On Saturday three men’s teams – Marist, NYIT and Merrimack – and six women’s Division I teams competed. Eddie played one year at Marist before his tragic death in a car accident that involved drinking and driving.
The tourney was created to honor Eddie and raise awareness for making responsible decisions and developing positive peer relations. It also supports research for Traumatic Encephalopathy, which can lead to brain injury from repeated hits to the head.
The other Hatter grads included Albright freshmen TJ Keleher (defenseman), Jimmy Durkin (attackman-midfielder) and Ryan Higgins (midfielder).
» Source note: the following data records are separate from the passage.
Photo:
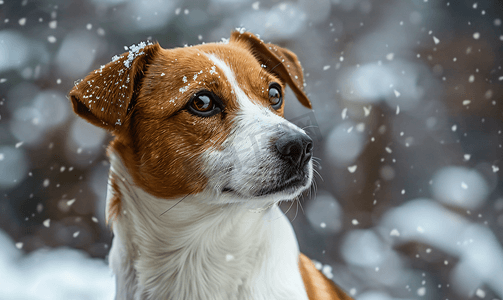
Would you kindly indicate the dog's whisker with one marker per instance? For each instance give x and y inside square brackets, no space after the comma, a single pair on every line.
[178,202]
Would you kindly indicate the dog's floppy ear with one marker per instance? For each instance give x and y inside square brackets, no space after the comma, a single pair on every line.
[279,61]
[106,95]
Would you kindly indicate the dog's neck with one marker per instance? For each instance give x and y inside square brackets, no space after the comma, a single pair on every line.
[198,250]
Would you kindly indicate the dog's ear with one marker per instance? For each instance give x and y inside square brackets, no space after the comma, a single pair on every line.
[279,61]
[107,94]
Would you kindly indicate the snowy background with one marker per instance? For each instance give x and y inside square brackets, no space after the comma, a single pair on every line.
[408,111]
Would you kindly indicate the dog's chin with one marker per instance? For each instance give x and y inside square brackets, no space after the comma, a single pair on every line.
[286,189]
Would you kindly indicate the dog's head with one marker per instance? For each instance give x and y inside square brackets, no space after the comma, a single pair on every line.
[204,119]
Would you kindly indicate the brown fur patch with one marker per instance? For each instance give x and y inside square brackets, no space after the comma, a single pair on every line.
[160,141]
[318,287]
[115,204]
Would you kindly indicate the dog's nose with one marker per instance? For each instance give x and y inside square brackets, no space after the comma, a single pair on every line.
[296,147]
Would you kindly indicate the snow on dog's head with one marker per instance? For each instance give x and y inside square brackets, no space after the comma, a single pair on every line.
[205,119]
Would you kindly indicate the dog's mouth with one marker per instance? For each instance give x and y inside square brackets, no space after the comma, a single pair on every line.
[288,186]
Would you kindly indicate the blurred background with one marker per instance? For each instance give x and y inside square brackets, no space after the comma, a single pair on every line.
[407,124]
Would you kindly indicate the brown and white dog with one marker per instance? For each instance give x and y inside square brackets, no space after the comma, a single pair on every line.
[201,157]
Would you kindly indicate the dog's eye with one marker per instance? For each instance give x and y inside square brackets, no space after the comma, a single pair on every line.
[204,104]
[275,95]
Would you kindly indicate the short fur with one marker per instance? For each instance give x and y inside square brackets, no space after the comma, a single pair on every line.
[193,201]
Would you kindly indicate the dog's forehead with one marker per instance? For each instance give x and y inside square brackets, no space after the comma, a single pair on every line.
[182,72]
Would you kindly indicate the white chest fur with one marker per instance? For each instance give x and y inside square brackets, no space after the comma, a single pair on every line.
[199,250]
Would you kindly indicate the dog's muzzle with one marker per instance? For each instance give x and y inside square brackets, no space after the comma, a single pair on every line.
[295,148]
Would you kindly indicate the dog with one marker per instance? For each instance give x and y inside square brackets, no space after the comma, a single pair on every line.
[200,159]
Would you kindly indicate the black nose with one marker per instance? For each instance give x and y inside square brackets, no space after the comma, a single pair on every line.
[296,147]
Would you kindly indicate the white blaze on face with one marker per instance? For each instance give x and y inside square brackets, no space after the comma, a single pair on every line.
[249,160]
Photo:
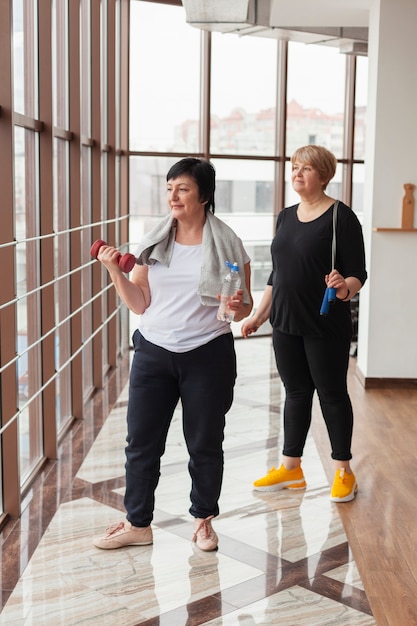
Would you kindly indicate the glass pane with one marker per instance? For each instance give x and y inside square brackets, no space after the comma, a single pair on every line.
[27,282]
[358,177]
[25,57]
[361,101]
[315,97]
[60,62]
[164,79]
[87,325]
[243,95]
[62,295]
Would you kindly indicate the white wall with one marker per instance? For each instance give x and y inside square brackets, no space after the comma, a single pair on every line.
[388,305]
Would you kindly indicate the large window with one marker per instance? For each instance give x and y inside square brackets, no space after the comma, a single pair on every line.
[164,80]
[239,125]
[62,154]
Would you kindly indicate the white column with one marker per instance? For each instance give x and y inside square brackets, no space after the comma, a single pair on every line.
[388,303]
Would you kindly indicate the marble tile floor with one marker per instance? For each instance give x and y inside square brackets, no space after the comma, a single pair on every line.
[283,557]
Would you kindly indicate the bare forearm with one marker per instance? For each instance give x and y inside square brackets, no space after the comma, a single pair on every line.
[129,292]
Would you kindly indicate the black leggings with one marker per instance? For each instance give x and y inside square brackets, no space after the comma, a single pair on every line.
[306,364]
[203,379]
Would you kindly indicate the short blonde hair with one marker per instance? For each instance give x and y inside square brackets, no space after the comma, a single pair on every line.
[318,157]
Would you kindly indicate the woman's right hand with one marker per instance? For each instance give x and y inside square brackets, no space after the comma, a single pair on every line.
[109,257]
[249,327]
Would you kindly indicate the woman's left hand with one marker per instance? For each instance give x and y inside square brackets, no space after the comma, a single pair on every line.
[337,281]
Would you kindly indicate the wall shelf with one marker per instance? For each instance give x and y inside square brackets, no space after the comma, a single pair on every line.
[407,216]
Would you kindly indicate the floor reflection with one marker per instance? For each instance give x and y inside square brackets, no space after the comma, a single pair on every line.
[283,557]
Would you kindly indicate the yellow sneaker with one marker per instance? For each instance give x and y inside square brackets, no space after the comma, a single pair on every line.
[281,479]
[344,486]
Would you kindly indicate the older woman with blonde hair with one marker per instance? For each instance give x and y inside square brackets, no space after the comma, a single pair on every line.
[312,349]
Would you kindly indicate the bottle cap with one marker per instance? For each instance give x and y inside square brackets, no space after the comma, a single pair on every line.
[232,266]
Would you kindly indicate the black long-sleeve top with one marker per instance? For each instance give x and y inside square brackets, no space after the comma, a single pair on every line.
[301,257]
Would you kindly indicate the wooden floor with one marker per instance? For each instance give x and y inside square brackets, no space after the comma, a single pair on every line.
[381,524]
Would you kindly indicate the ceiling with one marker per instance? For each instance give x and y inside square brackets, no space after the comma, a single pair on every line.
[338,23]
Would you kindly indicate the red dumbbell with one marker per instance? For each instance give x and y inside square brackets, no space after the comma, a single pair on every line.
[126,261]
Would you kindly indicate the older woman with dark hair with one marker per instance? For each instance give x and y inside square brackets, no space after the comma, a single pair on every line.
[312,350]
[182,351]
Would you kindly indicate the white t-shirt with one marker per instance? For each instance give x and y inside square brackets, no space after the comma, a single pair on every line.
[175,319]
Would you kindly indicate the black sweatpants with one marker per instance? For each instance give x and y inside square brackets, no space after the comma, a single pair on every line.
[306,364]
[203,379]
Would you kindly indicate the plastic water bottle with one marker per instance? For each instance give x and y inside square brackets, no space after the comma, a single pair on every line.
[230,284]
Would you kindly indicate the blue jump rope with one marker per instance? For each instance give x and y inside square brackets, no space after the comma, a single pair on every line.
[330,293]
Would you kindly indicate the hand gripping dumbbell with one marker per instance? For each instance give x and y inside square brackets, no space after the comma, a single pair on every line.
[126,261]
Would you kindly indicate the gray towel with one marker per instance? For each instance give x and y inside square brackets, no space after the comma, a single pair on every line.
[220,244]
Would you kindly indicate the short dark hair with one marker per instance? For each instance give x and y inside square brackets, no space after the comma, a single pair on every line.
[204,174]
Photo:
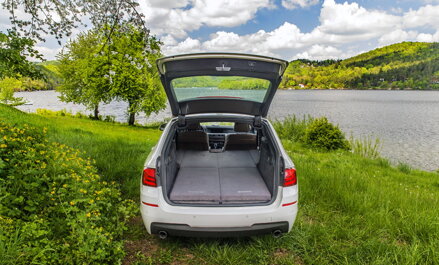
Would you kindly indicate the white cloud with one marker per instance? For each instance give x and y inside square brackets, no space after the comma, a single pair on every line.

The fifth was Ursinus College’s Steve Palo (face-off specialist).
Gelhaus described Coombs as a role model and leader.
“He went out of his way all the time,” said Gelhaus. “One memory of Edward was at the homecoming dance. There was a girl with special needs and he was dancing with her to a slow song. Not many people would do that.
“That’s the kind of guy he was. He cared about other people more than himself. That’s what I remember about him.
“It means a lot coming back home. I was neighbors with Eddie and had a close relationship. Our families were close and it’s nice to come back in his name for such a great tournament at the college level. We played backyard football basketball, street hockey … everything together.”
Gelhaus is one of many players fighting for playing time on an Eastern squad that went 15-2 last year and cruised to the MAC Freedom title, but was not selected for an NCAA at-large berth.
“We lost a lot of good seniors, but we feel we have a chip on our shoulders because we feel we got gypped by not being in the NCAA tournament,” said Gelhaus. “We went 15-2, but it is what it is.
“We are using that as motivation. We just have to continue to work hard.”
Durkin and Higgins were volunteers in last year’s tournament as seniors at Hatboro-Horsham. When they learned that their team was coming home to play in the event, they were thrilled.
“We found out in mid-summer and I was really excited to play,” Durkin said. “I worked it last year and it is really gratifying. Eddie was the type of kid that wanted you to succeed on the field and off the field.”
“Me and Jimmy kind of circled the date on our calendar; we were itching for this day,” said Higgins. “He was like a role model to me. I looked up to him. He was that vocal person on the field getting everyone to be as good as they could be.”
Keleher said the tourney also provided the chance for young players to get experience.
“It’s a learning experience,” he said. “For us freshmen, we are getting out there and finding out about the college sport. It’s the next level from high school and a chance to learn today.”
Ursinus’ Palo said it’s an honor to play for Coombs.
“It feels great to come back here and play with everyone in his memory ,” he said. “It means so much for (the Hatboro-Horsham) program. It’s a great experience.”